I ruined months of hard work in a two month span of consecutive binge eating everyday day. I'm higher than my starting weight, and I feel disgusting. I can't stop binging no matter how healthy I eat! I'm not restricting I allowed myself one piece of my moms carrot cake! There's going to be a lot of food tomorrow I'm probably just going to starve myself. My weight makes me binge note since I'm not worried about getting fat as I already am . I'm 5'2 almost 125 from 95 lbs. I'm on hold for therapy but I'm just sinking deeper and deeper. My joints hurt from the weight gain in a short amount of time. I don't even want to go out or see family or do anything but cry. I was so fit so in control. I see obese people with binge eating and I get panic attacks as I will become obese. I don't want my mom to go through having a daughter that will be immobile. My family keeps buying trigger foods, and if there's no trigger foods I binge on cereal and bread for Petes sake! I feel like something is controlling me. I know I'll be judged for this weight gain. I prob won't fit the dress I was supposed to wear tomorrow for Mother's Day. Screw trying to look nice tomorrow

Replies

  • Racheldasilva174
    Racheldasilva174 Posts: 87 Member
    More not note*
  • Arathels
    Arathels Posts: 6,883 Member
    Uhh at 5'2 125 lbs is a good weight and you should not be under 103 lbs.

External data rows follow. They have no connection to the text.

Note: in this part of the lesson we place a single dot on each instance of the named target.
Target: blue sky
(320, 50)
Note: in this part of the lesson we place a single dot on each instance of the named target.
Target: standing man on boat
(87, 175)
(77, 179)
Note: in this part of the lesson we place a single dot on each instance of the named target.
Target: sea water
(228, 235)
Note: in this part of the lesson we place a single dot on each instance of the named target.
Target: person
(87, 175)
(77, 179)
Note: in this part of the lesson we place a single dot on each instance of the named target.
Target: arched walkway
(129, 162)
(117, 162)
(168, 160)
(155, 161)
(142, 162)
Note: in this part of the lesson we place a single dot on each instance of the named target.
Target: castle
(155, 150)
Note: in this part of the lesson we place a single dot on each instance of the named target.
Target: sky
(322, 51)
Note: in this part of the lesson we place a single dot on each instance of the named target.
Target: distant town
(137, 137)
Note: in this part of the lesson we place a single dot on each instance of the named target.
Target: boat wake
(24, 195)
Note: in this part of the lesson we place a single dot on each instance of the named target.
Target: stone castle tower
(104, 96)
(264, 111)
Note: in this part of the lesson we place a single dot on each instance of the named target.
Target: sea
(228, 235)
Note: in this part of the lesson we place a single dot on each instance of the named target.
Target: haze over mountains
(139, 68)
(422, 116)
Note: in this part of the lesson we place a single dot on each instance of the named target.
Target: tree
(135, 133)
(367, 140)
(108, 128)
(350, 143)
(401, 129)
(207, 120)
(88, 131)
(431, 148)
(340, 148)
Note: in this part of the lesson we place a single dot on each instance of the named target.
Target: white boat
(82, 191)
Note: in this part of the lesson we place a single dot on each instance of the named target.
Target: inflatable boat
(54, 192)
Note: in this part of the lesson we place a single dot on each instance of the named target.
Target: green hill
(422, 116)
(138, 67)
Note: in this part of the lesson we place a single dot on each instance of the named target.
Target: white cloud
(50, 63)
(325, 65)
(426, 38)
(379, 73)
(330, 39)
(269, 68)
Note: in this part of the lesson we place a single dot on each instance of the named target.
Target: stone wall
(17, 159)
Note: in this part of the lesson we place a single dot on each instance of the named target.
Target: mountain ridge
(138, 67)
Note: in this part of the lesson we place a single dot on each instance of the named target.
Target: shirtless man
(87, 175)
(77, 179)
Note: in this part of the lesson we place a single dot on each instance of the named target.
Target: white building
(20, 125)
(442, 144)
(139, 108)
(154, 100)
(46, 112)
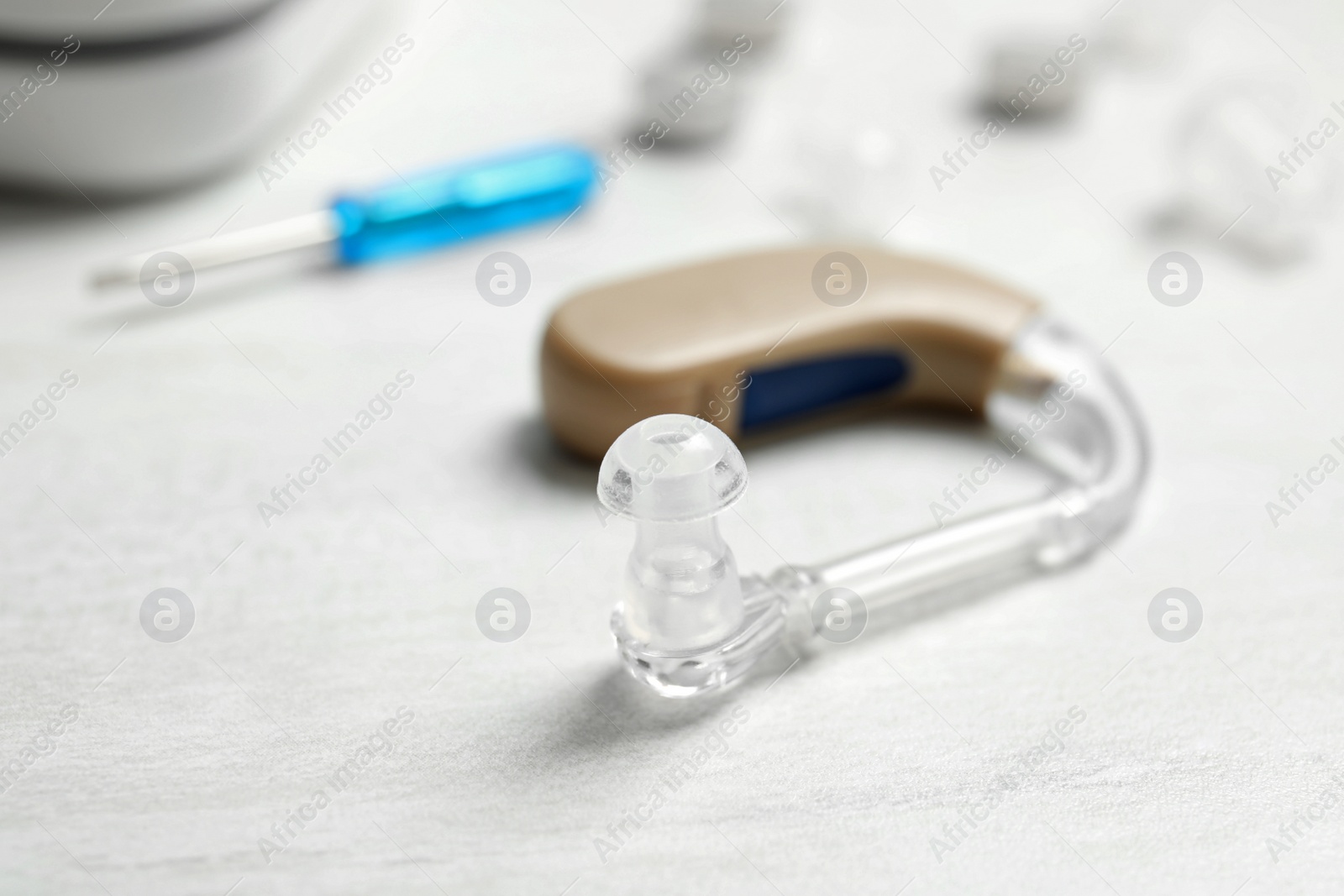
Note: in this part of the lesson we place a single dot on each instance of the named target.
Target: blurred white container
(155, 93)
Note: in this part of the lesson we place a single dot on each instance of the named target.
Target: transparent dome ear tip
(671, 468)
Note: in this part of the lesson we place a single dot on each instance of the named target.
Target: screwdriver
(429, 210)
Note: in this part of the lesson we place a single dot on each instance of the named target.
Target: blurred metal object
(696, 90)
(843, 176)
(1032, 80)
(1250, 168)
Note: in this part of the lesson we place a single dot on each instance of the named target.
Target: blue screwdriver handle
(463, 202)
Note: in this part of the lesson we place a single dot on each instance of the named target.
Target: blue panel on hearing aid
(781, 392)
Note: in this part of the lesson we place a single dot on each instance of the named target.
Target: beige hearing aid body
(640, 372)
(685, 340)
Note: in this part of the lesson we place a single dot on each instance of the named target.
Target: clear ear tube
(687, 625)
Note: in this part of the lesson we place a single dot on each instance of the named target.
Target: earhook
(689, 625)
(635, 371)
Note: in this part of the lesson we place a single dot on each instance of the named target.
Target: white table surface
(316, 629)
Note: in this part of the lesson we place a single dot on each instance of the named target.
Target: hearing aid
(660, 376)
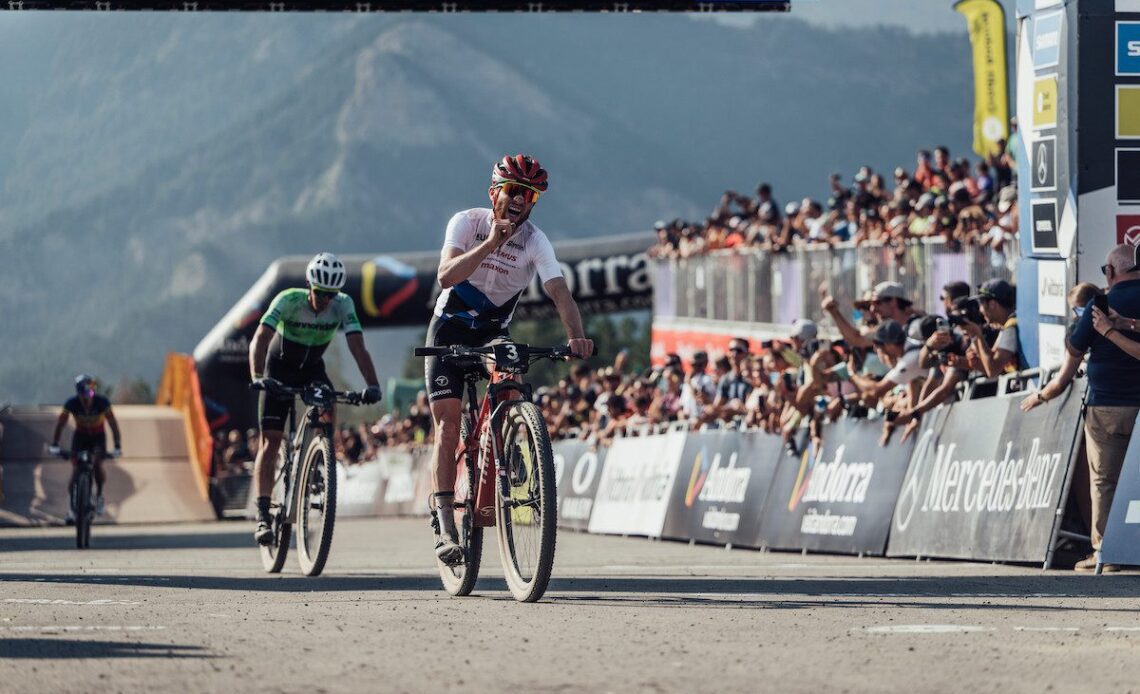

    I think you're being way to harsh on your self. You're not fat, not according to your height and weight and you're definitely not fat. Do you think you might have an eating disorder?
    I think you should talk to your parents about this or someone close to you that can help you :)
  • flower8330
    flower8330 Posts: 7 Member
    You should see a dr or therapist
  • JanetMMcC
    JanetMMcC Posts: 410 Member
    When you say you're on hold for therapy - does that mean you're on a waiting list? Is there anyone you can call about that? Bingeing, weeping, feeling out of control, having panic attacks - that's a scary way to live. And telling yourself that you'll become immobilizingly obese is immobilizing you now. I'm glad you're trying to get help.

    Bingeing doesn't mean that you cannot take control, or that you must become obese. You've been in control before, and you can do it again. I'm not a good person to tell you how, because I was a frequent eater rather than a binge eater. I just know that you can do again what you've done before.